Se los topa uno irremisiblemente, sea la hora o día que sea, si usuario es del transporte público, busetas atascadas en el tráfico o toda vez que se ingrese a un vagón de Metro.
Súbito una voz al fondo, una letanía gemebunda que da cuenta, por lo poco que se entiende, de un desgarro o urgencia personal o concerniente a un ser amado. Difícil abstraerse de esa interpelación; no termina el relato de un caso más de la intemperie ciudadana, cuando las señoras abren ya su carteras, ya los caballeros hurgan sus bolsillos.

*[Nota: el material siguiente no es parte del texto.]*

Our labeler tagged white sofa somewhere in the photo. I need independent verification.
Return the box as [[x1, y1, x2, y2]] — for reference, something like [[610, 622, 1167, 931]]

“Hoy por mí, mañana por ti”, la sentencia conmina a todos los pasajeros de la circunstancia, y monedas y billetes caen en la mano suplicante, con las bendiciones de rigor.
“Charleros” los llaman, pero más que charlar, recitan un libreto, un desprendimiento espurio de algún pasaje del gran Víctor Hugo; estos conferencistas dolorosos ponen a cualquiera en un dilema y nociones como caridad, solidaridad, simple compasión o conmiseración, se anudan en la garganta y se cimbran en la conciencia.
Pasa que, con el tiempo, uno, el viajero urbano común y corriente, empieza a frecuentar estos personajes y ahí asalta la pregunta ¿hasta qué punto el “charlero” de ocasión no incurre en una forma fraudulenta de hacerse del presupuesto diario, a cuenta de la misericordia de los otros?
Ahí está otra vez el señor que pide una colaboración para poder regresar a su pueblo en algún confín de la patria. A la tercera o cuarta vez de verlo, con el mismo cuento de estar atrapado en la capital, sin poder volver al terruño, cualquiera se pregunta si el señor será acaso parisino o tal vez la familia lo espere en Alaska.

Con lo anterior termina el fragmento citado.